# 02: Feature Engineering
Loads ../output/data/training_data.csv, splits into train/val/test, scales features, and saves artifacts to ../output/feature_engineering/.


from pathlib import Path
import json
import pandas as pd
from sklearn.model_selection import train_test_split
from sklearn.preprocessing import StandardScaler

# Self-contained: read input from root-level output/data folder
input_dir = Path("..") / "output" / "data"
output_dir = Path("..") / "output" / "feature_engineering"
csv_in = input_dir / "training_data.csv"

if not csv_in.exists():
    raise FileNotFoundError(f"Could not find {csv_in}. Run 01_data_generation first.")

df = pd.read_csv(csv_in)

# Separate features/target
feature_cols = [c for c in df.columns if c != "target"]
X = df[feature_cols]
y = df["target"]

# Split: first test, then val from remaining
X_temp, X_test, y_temp, y_test = train_test_split(X, y, test_size=0.2, random_state=42)
val_ratio = 0.1 / (1 - 0.2)  # val as 10% of full => relative to temp
X_train, X_val, y_train, y_val = train_test_split(X_temp, y_temp, test_size=val_ratio, random_state=42)

# Scale
scaler = StandardScaler()
X_train_s = pd.DataFrame(scaler.fit_transform(X_train), columns=feature_cols, index=X_train.index)
X_val_s = pd.DataFrame(scaler.transform(X_val), columns=feature_cols, index=X_val.index)
X_test_s = pd.DataFrame(scaler.transform(X_test), columns=feature_cols, index=X_test.index)

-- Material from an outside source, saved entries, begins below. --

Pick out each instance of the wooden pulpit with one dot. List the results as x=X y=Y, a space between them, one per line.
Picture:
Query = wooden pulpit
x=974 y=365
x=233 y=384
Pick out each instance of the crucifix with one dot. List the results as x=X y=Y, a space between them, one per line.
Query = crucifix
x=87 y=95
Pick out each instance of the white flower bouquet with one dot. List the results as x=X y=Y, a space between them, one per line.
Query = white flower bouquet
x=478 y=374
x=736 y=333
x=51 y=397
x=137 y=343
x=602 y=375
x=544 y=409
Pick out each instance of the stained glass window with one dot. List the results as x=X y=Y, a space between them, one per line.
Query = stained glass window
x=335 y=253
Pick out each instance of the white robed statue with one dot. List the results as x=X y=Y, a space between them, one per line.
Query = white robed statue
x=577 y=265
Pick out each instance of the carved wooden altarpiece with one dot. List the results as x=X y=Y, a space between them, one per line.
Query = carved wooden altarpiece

# Save artifacts to root-level output/feature_engineering folder (CSV only)
output_dir.mkdir(parents=True, exist_ok=True)

def _save_df(df_out: pd.DataFrame, base: str):
    csv = output_dir / f"{base}.csv"
    df_out.to_csv(csv, index=False)
    return str(csv)

p_train = _save_df(pd.concat([X_train_s, y_train], axis=1), "train")
p_val = _save_df(pd.concat([X_val_s, y_val], axis=1), "val")
p_test = _save_df(pd.concat([X_test_s, y_test], axis=1), "test")

with open(output_dir / "feature_names.json", "w") as f:
    json.dump(feature_cols, f)

print("Saved artifacts:")
print(" -", p_train)
print(" -", p_val)
print(" -", p_test)
print(" -", output_dir / "feature_names.json")